価格推移:新型コロナショックから続いた上昇は一服。長期的にはまだトレンド維持か

 以下のとおり、ビットコイン、イーサリアムでみられた、新型コロナショック後に起きた価格上昇は、9月上旬で一服したように見えます。

図:ビットコインとイーサリアムの価格推移 単位:円

出所:楽天ウォレットのデータをもとに筆者作成

 先述のとおり、9月上旬、ハイテク株が急落したことを機に起きたミニショックで、イーサリアムは下落、同じ暗号資産で、同カテゴリのメイン銘柄のビットコインも下落しました。9月25日時点で、ビットコイン価格は約112万円、イーサリアム価格は約3万6,000円です。
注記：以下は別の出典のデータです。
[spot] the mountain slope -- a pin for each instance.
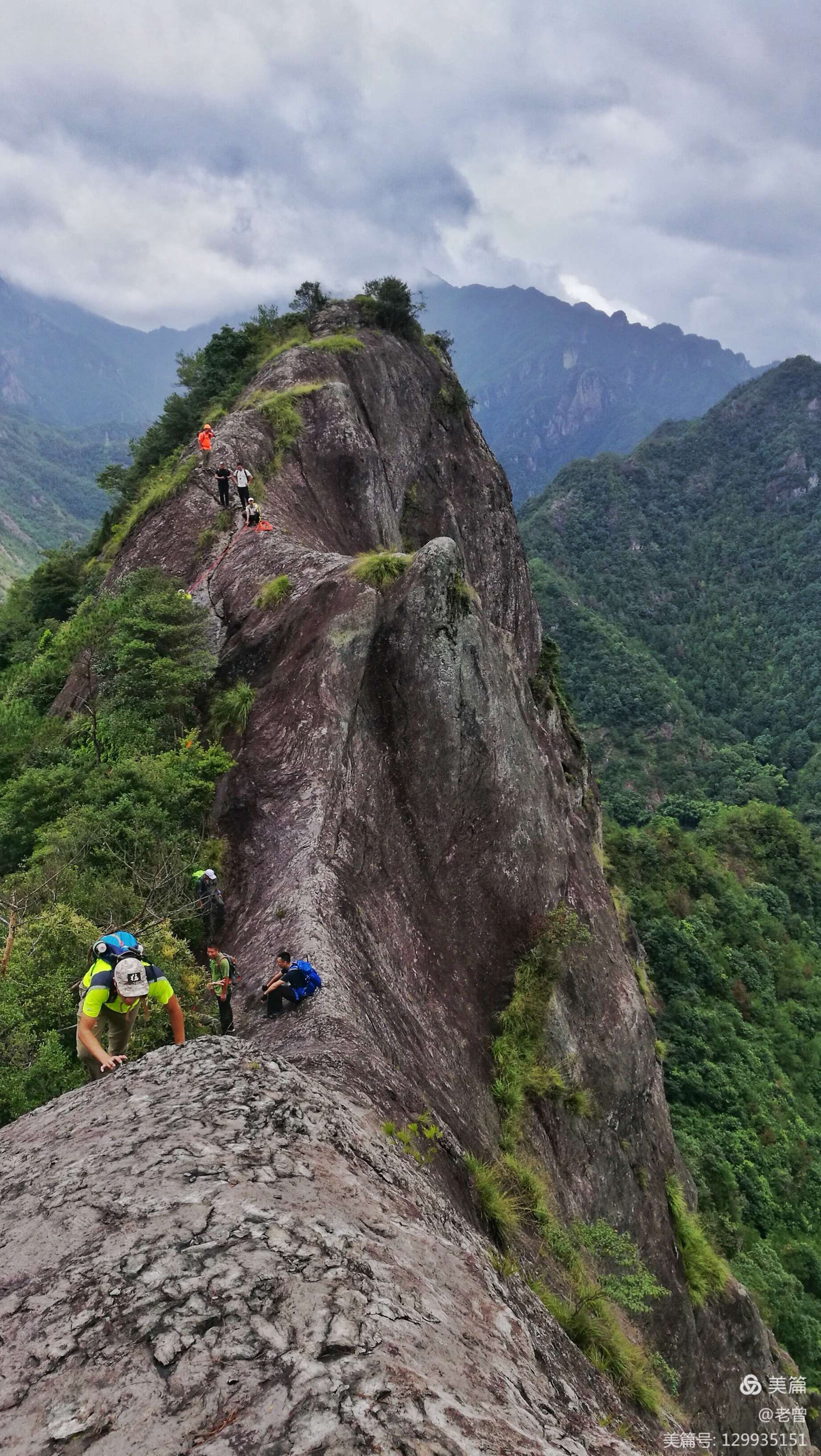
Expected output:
(411, 807)
(47, 487)
(71, 367)
(704, 549)
(557, 381)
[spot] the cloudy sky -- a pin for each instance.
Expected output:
(167, 161)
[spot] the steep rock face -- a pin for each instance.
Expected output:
(263, 1274)
(404, 813)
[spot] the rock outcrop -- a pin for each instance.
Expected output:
(230, 1256)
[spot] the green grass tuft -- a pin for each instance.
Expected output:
(420, 1138)
(497, 1205)
(299, 336)
(705, 1272)
(519, 1047)
(274, 592)
(232, 709)
(380, 568)
(338, 344)
(465, 596)
(593, 1327)
(536, 1203)
(165, 481)
(280, 411)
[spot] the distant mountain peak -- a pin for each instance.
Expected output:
(555, 379)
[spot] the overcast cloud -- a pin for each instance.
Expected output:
(167, 161)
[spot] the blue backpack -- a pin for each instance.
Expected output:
(121, 942)
(312, 978)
 今後の動向を考える上でのポイントは、引き続き、暗号資産と貴金属などの“無国籍資産”が買われるかどうか、だと、筆者は考えています。無国籍資産が買われる条件は、さまざまなものがありますが、

(1)無国籍資産以外の資産を保有する妙味が低下し、相対的に無国籍資産を保有する妙味が増す

(2)無国籍かどうかを問わず、幅広いジャンルの資産は買われる

などのパターンがあります。

(1)については、相対的な話で、無国籍資産以外の資産を保有する妙味が低下する時、例えば、ドル安や株安が目立つ時です。このような状況は、世界の基軸通貨であるドルや、金融商品の王道である株など、何か、誰かに依存する金融商品を保有する妙味が低下している状態です。超低金利や株安が長期間継続する、あるいは今後それらが継続することが濃厚になった状態です。

(2)については、幅広いジャンルの資産が買われる状態の中で、その中の一つである無国籍資産も買われる、パターンです。新型コロナショックから各種市場が回復していった、今年4月から6月ごろがおおむねそれにあたります。

(1)や(2)のケースは、比較的、無国籍資産は買われやすくなると、考えられます。もちろん、無国籍資産以外が買われ、相対的に無国籍資産が売られることもありますし(1の逆)、幅広い市場が強い悲観的なムードで覆われる“総売り”が起きることもあります(2の逆)。